1x-? scopes don't have adjustable parallax for a reason, they don't need it. Their purpose is to be thrown around more, be rapidly used at varying ranges from in a room to inside effective small arms range, and to do it without further adjustments.
Fixed parallax magnified scopes I currently own include Leupold Mark 6 1-6x, Mark 8 CQBSS, Mark 4 2.5-8x32 MR/T, USO MST-100 and I just added two NF 2.5-10x24s to the mix. All are on/destined for durable rifles that see field time, are not for seeing how small of groups I can shoot, and are ones I want to ensure will perform quickly when necessary. Notice they're all at or under 10x.
My variables include a pair of S&B PMII (3-12x and 3-20x), SWFA 3-15x42 (rimfires, 7yd minimum parallax), and a SWFA 5-20x50. They're precision setups that see more range time than field, more distance than close range, and shoot more for score and groups than for game or HD. The lowest magnification on any of those is 12x (PMII).
When you say "effectively shoot out to 600-700yds", what size targets are you talking about? Do you mean 75-100% IPSC silhouettes or similar? That is easily done with a 7x, hell 50% IPSC is viable, but you're not going to be very efficient with group shooting or finding small targets.

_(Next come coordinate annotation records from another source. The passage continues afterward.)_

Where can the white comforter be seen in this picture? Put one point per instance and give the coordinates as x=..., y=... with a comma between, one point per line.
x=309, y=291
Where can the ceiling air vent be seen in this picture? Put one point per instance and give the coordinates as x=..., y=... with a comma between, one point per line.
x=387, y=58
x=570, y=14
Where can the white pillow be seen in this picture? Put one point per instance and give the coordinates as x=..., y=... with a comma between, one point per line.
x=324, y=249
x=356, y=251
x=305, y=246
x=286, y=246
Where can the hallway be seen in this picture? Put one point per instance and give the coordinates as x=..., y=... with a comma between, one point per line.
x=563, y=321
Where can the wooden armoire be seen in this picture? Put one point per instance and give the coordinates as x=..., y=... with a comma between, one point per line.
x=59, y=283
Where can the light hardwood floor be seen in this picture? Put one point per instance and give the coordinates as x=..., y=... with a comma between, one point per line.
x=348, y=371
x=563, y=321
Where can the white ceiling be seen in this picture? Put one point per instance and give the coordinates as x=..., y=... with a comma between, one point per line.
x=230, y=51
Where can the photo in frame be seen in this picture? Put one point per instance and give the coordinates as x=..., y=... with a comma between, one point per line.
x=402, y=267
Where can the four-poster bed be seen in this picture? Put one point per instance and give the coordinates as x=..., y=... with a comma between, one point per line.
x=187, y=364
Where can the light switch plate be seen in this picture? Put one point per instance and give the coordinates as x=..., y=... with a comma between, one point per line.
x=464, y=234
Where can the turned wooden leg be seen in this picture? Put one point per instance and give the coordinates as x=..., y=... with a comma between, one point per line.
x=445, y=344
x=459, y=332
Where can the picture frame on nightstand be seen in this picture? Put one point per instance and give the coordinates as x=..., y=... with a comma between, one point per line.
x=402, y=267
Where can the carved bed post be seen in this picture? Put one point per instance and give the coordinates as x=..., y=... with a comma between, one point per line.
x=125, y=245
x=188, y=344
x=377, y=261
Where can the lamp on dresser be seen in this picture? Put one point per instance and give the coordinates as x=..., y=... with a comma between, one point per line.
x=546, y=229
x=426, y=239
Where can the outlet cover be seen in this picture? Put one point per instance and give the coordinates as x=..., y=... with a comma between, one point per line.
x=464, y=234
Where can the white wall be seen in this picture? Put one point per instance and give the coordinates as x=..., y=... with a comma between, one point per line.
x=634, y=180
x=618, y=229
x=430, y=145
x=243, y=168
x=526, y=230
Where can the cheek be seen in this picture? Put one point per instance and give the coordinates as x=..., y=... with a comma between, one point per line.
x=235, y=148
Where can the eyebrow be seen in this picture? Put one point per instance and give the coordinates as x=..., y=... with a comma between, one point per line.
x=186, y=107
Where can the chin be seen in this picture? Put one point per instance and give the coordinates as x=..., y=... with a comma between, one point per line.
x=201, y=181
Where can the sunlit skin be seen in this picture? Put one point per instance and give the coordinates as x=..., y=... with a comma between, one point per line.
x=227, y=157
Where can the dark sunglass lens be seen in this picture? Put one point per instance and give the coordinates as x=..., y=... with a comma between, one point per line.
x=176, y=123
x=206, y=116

The perfect scope is still a unicorn. Myself and many other shooters have chased it, thrown hard earned money at it, and in the end we ended up with another rifle and scope to do the other side of the spectrum. Figure out what optic will perform at the vast majority of your shooting spectrum, get the best scope for that which you can afford, and have fun pushing the limits for the rest.